The Ghostly Side of New Hope
Frosty nights and autumn bluster are adding to the ambiance of the Ghost Tours of New Hope, running Friday and Saturday evenings through November. At the Logan Inn, universally recognized as the town's most spooky site, where the tours begin, there have been sightings of a Revolutionary War soldier, a former sentry perhaps from the Trenton campaign or a spirit that remained when the Inn's dirt cellar served as a temporary morgue for soldiers who succumbed to disease.
There have been many instances of logs in cold Logan Inn fireplaces bursting into blazing flames; of intense wafts of lavender, redolent of a former owner's dead grandmother; of the peach-colored glass witches' ball disappearing from its glued base in the tavern, to be found in different rooms throughout the inn; of the ghost who will not leave room number 6; and of a woman in a white dress, seen standing by the back porch window.

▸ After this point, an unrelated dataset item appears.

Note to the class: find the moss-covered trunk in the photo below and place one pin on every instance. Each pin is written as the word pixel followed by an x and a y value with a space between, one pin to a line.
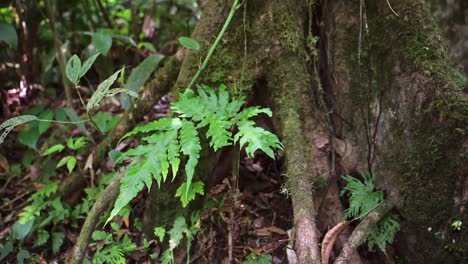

Now in its 16th season, Ghost Tours was the brainchild of Adi-Kent Thomas Jeffrey, who herself passed into the spiritual realm in 1991. Adele Gamble, her former associate, who now leads the weekend tours, delights in recounting the many mysteries of her riverside haunt.
Gamble's mentor, Jeffrey was a native New Yorker who attended the Spense School and Barnard College who worked as a Vera Maxwell model and an NBC Radio broadcaster before moving to Southampton in Bucks County in 1948. As a journalist with an intense interest in the supernatural, she collected stories of hauntings for her "Dark Side of the Delaware" series in the Philadelphia Bulletin's "Sunday Magazine." Forty tales were published in her 1971 "Ghosts In The Valley," followed in 1973 with "More Ghosts in the Valley" that extended the geography of sightings to Greenwich and Cape May, New Jersey. Both books are still in print.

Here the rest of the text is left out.